Basic Instincts

Naming and Building Assemblies in Visual Basic .NET

Ted Pattison

Contents

What's in a Name?
Building a Strongly Named Assembly
Assembly Signing and Tamper Protection
Wrap-up

This month's installment of Basic Instincts will begin a multi-part series focused on working with assemblies. There is quite a bit you need to know about how assemblies are built, deployed, and versioned. This month I will address several essential details about how to build an assembly with the exact name you want. In subsequent months, I'll discuss your options for deploying assemblies on a production machine and revising assemblies that have already been put into production.

What's in a Name?

Let's start with the basics. Each assembly has a four-part name consisting of the following elements: friendly name, version number, culture setting, and public key (or public key token). When I discuss how the display name works, keep in mind that you should not try to piece together your own.

The first part of an assembly's name is its friendly name, which is simply the file name without the extension. For example, the friendly name of an assembly with a file name of MyLibrary.dll is MyLibrary. The friendly name for a system-supplied assembly file such as System.Data.dll is System.Data.

The second part of an assembly's name is its version number, which consists of a string with four dot-delimited numbers in the form "1.0.24.0." These four numbers represent the major version, minor version, build number, and revision number, respectively.

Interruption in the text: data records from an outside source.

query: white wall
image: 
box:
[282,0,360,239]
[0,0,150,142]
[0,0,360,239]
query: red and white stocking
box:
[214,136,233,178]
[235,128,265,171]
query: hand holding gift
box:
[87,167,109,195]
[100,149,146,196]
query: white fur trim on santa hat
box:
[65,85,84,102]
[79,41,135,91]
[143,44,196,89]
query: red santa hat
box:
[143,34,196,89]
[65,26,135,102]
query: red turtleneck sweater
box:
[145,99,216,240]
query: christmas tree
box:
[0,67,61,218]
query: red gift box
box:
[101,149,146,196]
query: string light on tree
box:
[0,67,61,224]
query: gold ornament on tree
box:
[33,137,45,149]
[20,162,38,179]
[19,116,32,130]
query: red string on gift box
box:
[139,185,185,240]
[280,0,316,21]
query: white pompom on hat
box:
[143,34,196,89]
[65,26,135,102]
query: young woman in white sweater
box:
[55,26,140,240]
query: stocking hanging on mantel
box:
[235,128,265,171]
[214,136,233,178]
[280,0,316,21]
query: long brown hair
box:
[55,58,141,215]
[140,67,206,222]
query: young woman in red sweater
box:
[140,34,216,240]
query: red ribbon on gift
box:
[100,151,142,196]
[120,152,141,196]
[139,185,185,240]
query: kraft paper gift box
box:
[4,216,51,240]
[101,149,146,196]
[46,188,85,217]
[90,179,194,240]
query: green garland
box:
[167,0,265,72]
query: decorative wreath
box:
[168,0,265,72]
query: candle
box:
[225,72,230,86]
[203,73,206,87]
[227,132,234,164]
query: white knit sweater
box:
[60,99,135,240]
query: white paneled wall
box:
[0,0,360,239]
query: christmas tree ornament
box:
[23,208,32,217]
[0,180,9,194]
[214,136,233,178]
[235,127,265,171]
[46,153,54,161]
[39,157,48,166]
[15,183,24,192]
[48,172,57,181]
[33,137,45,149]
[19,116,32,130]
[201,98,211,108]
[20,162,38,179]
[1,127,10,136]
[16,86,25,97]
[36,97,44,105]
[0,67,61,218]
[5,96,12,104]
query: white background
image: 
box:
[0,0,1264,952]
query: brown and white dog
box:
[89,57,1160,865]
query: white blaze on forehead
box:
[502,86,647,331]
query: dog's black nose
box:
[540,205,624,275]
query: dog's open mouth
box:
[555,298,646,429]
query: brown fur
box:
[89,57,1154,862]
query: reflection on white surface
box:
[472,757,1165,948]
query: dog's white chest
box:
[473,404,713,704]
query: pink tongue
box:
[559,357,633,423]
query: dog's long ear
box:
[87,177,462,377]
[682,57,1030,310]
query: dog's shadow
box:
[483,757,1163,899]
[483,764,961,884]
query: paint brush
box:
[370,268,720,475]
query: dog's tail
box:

You can build an assembly with a specific version number by adding this code to the top of one of your project source files:

Imports System.Reflection

<Assembly: AssemblyVersion("1.0.24.0")>

Keep in mind that this behavior is only guaranteed in Visual Basic® .NET. Other compilers may vary.

This example demonstrates how to apply an assembly-level attribute named AssemblyVersion. Note that this example also imports the System.Reflection namespace since that's the place where the AssemblyVersion attribute is defined. Remember that when you apply an assembly-level attribute, it must be defined in a source file after any Imports statements but before any type definitions. Also note that you should apply the AssemblyVersion attribute in one and only one source file per project.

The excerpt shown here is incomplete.